The Willow Flycatcher Migration plot demonstrates changes in Willow Flycatcher distribution as the result of migration patterns across a single year (2023). Timing in migration reflects the annual cycles of breeding and wintering. Typically this species will journey between 2,000 to over 5,000 miles per year in keeping with these cycles. Dates of migration (arrival and departure) vary depending on the latitude. In the early 1990s, spring arrivals were indicated to be near 30-35° North around late April and early May. At 46-50° North, the spring arrival window was between late May and mid-June. Fall departure dates were around late August and early October at 30-35° North whereas in the 46-50° North range the dates were between late August and late September.

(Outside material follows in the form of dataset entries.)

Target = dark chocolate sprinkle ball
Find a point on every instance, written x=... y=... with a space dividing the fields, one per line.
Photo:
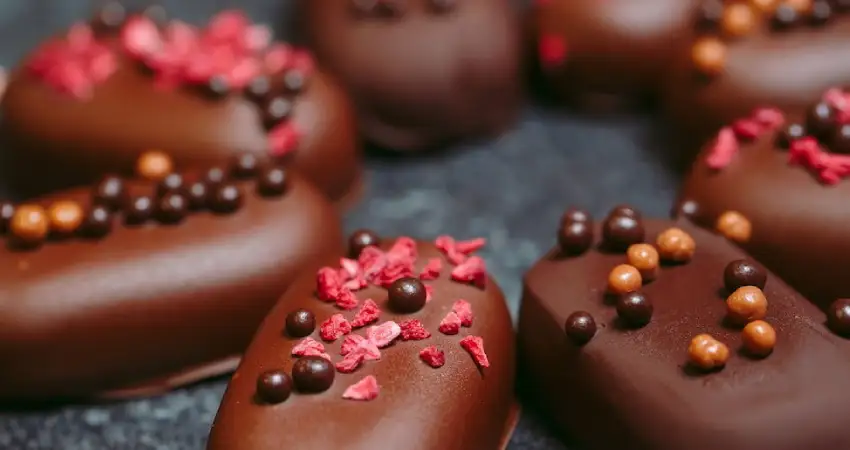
x=300 y=323
x=361 y=239
x=580 y=327
x=97 y=222
x=406 y=295
x=635 y=309
x=740 y=273
x=838 y=317
x=226 y=198
x=272 y=181
x=138 y=210
x=274 y=386
x=110 y=192
x=172 y=208
x=313 y=374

The northern limit of the species distribution and as a consequence, migration dates, are likely to move in response to climate change. Between the late 1960s and early 2000s, the northern hemisphere spring maximum temperatures increased about 1°C and during that period a mean shift north in breeding range for the Willow Flycatcher was observed (135.44 ± 59.37 km). Moreover, global temperatures are continuing to increase; 2023 was approximately 1.36°C warmer than the preindustrial average (1850-1900). The 2023 migration plot illustrates a latitude realignment compared to the early 2000s in the distribution corresponding to temperature signals. Spring arrivals in April approached 45° North and fall departures in the 46-50° North range were closer to October. Within the breeding range, there were no observations for April 2023 in Canada. The earliest spring arrivals appeared in May with the greatest in Ontario about 6 degrees north of the 1990s latitude. Between 46 and 50 degrees north latitude, few observations were recorded in May at 46° North in the Eastern Canadian Forest-Boreal transition compared to the largest occurrences near the top of the range at 49° North within the British Columbia coastal conifer forests. April arrivals in the United States were most prominent near 37° North in the Interior Plateau US Hardwood Forests ecoregion. During May the lowest observations were recorded in the 30-35° North range (Arizona Mountains forests) and the highest occurrences surpassed that range at 39° North (Appalachian-Blue Ridge forests). The flycatcher distribution is strongly correlated with temperature and as evidenced by these observations, is likely expanding its northern limit and migration timing in response to climate change.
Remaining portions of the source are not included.